NoSQL is Great, But You Still Need Indexes by Martin Farach-Colton.
From the post:
I’ve said it before, and, as is the nature of these things, I’ll almost certainly say it again: your database performance is only as good as your indexes.
That’s the grand thesis, so what does that mean? In any DB system — SQL, NoSQL, NewSQL, PostSQL, … — data gets ingested and organized. And the system answers queries. The pain point for most users is around the speed to answer queries. And the query speed (both latency and throughput, to be exact) depend on how the data is organized. In short: Good Indexes, Fast Queries; Poor Indexes, Slow Queries.
But building indexes is hard work, or at least it has been for the last several decades, because almost all indexing is done with B-trees. That’s true of commercial databases, of MySQL, and of most NoSQL solutions that do indexing. (The ones that don’t do indexing solve a very different problem and probably shouldn’t be confused with databases.)
It’s not true of TokuDB. We build Fractal Tree Indexes, which are much easier to maintain but can still answer queries quickly. So with TokuDB, it’s Fast Indexes, More Indexes, Fast Queries. TokuDB is usually thought of as a storage engine for MySQL and MariaDB. But it’s really a B-tree substitute, so we’re always on the lookout for systems where we can improving the indexing.
Enter MongoDB. MongoDB is beloved because it makes deployment fast. But when you peel away the layers, you get down to a B-tree, with all the performance headaches and workarounds that they necessitate.

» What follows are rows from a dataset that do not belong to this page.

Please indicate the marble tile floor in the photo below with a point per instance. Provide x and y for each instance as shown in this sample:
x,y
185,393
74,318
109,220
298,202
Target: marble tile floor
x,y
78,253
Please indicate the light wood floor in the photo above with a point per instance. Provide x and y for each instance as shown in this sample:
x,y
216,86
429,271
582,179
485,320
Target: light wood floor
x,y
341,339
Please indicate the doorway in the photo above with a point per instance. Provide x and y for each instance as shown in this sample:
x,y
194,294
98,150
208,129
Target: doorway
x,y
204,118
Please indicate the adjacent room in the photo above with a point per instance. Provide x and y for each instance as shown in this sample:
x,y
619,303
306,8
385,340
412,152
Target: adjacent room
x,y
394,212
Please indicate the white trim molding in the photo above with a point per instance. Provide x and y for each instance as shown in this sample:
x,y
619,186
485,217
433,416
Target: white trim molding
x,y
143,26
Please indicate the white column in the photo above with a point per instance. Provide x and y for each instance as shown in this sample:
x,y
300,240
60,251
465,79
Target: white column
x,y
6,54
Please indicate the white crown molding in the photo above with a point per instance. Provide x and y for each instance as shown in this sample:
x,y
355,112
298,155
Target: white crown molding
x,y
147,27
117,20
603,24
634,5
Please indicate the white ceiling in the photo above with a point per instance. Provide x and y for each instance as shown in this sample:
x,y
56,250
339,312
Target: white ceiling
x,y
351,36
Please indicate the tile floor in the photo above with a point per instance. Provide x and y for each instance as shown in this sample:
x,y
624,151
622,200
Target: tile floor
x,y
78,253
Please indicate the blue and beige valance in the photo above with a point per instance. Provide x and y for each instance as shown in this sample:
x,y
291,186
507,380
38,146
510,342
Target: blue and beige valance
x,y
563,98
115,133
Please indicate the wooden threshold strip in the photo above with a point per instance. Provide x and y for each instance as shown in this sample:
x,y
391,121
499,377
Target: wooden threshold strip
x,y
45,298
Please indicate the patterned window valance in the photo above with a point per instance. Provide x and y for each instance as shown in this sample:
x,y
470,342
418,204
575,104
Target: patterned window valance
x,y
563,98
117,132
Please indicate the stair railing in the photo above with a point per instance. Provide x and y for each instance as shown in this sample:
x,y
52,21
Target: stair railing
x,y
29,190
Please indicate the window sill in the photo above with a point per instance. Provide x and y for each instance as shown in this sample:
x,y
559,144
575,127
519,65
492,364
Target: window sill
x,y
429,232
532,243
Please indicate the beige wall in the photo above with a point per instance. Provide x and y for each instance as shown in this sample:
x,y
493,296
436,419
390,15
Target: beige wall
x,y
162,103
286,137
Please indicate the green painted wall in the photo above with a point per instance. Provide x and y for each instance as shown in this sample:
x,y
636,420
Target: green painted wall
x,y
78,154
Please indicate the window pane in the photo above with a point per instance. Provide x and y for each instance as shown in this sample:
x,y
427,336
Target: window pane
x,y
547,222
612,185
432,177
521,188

That’s the theory, anyway. So we did some testing. We ripped out the part of MongoDB that takes care of secondary indices and plugged in TokuDB. We’ve posted the blogs before, but here they are again, the greatest hits of TokuDB+MongoDB: we show a 10x insertion performance, a 268x query performance, and a 532x (or 53,200% if you prefer) multikey index insertion performance. We also discussed covered indexes vs. clustered Fractal Tree Indexes.
Did somebody declare February 20th to be performance release day?
Did I miss that memo? 😉
Like every geek, I like faster. But, here’s my question:
Have there been any studies on the impact of faster systems on searching and decision making by users?
My assumption is the faster I get a non-responsive result from a search, the sooner I can improve it.
But that’s an assumption on my part.
Is that really true?